09 Nov Journal Reflection
St. Thomas Aquinas (1225-1274 A.D.) was an Italian Dominican Friar and stands as one of the towering intellectuals of Western philosophical and theological thought. He lived during the Middle Ages, came from Italy, studied in Naples and Paris, and is certainly one of the giants of the Catholic Intellectual Tradition. His Summa Contra Gentiles was a revolutionary, intellectual, and creative work. He wrote it to engage the wisdom of the Greek, Arab, and Jewish intellectual, philosophical, and theological thinking. We are reading a short selection from Book ONE on God to grapple with Aquinas’ exposition of the compatibility of faith and reason—a cornerstone of the CIT.
- In chapter 3 “On ways in which Divine Truth is made known” what to sections 1,2,3: what are the twofold modes of ascertaining truth about God?
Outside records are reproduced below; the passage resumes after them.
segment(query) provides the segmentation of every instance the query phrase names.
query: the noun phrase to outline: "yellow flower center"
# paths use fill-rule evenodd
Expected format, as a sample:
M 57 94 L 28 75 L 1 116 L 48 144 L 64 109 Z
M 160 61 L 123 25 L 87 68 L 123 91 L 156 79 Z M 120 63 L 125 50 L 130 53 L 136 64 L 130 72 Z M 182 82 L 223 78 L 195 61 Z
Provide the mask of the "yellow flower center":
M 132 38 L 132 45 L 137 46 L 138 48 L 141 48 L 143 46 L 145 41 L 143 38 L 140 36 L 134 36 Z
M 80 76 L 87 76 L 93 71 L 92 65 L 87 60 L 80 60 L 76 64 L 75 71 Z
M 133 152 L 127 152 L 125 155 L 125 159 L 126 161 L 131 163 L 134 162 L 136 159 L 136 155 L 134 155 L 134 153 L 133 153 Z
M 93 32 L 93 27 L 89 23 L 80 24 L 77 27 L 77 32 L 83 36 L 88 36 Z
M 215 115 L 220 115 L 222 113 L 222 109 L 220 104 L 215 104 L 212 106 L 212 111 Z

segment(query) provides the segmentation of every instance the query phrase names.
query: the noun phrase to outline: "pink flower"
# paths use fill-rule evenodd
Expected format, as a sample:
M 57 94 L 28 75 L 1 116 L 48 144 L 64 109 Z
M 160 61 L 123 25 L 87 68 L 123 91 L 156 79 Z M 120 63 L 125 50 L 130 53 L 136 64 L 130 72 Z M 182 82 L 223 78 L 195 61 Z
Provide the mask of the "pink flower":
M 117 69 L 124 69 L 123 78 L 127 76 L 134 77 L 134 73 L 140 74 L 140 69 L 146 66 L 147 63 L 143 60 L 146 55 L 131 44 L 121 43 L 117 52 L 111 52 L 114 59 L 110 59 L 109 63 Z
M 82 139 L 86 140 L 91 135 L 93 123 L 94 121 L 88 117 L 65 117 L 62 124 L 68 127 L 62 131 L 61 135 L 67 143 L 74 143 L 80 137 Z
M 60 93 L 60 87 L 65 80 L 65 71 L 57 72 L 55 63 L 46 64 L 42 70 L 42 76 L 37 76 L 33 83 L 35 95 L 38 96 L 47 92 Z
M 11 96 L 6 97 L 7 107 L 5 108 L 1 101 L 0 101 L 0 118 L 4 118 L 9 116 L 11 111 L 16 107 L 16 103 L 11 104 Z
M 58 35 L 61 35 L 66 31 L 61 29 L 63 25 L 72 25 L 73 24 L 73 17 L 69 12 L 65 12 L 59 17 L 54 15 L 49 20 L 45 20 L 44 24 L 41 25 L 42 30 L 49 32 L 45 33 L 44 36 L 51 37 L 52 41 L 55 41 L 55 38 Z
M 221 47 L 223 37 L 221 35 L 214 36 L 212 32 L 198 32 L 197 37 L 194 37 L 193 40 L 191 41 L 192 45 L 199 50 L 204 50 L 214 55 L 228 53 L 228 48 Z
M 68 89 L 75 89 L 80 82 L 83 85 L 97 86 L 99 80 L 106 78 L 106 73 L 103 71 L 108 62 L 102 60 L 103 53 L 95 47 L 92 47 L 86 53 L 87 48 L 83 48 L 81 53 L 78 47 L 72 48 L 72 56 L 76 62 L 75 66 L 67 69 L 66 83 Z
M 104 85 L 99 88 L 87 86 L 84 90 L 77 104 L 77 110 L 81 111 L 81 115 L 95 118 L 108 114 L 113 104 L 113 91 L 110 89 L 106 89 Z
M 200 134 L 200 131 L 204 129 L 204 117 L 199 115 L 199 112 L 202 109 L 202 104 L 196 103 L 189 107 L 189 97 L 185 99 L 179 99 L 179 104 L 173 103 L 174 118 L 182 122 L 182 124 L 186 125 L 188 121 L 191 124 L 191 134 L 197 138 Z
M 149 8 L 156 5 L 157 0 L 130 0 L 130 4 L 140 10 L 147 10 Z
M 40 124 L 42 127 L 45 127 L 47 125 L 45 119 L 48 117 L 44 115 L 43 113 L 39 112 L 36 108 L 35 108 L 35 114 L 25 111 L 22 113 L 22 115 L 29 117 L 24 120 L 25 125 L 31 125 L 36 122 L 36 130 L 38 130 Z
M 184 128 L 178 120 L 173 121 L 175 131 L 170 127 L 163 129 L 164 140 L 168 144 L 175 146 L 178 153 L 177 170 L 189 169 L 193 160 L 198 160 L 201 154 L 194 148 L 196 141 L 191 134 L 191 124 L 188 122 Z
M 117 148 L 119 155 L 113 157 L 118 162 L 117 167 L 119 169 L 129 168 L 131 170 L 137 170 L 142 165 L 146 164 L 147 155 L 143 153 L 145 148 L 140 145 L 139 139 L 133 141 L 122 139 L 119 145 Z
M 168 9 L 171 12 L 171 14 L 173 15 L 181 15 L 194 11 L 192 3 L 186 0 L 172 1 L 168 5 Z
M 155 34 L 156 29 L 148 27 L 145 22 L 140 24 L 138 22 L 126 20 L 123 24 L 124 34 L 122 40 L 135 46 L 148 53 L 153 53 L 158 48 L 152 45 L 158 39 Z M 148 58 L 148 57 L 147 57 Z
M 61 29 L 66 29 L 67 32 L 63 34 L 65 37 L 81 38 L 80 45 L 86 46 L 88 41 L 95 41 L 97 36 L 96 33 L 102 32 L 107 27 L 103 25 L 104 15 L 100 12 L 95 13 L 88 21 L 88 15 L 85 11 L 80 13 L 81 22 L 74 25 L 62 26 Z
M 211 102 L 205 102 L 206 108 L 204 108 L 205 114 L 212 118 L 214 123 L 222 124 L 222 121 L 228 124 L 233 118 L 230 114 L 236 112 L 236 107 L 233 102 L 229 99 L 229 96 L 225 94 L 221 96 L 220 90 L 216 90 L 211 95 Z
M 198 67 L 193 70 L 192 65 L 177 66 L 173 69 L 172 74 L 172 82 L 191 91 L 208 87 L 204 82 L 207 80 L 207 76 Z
What does reason perceive? What does that relate to perceiving the Divine substance? What does knowledge from the senses give us? How does that relate to knowledge of God?
- In chapter 6 “That to give assent to truths of faith is not foolishness,” chapter 1—why is it not foolishness?
- In chapter 7, “That the truth of reason is not opposed to the truth of the Christian Faith,” sections 1,2,3,4: How so? What is Aquinas explanation?
- In chapter 8, “How human reason is related to the truth of faith,” —how so? What explanation does Aquinas provide?
- Go back and look at the two editorials that we briefly discussed the first days of class. How do those editorials ‘fit in’ here?
- How does Thomas’s work here in Summa Contra Gentiles relate to Claims of the CIT? to any of the Four Big Questions? To our world today?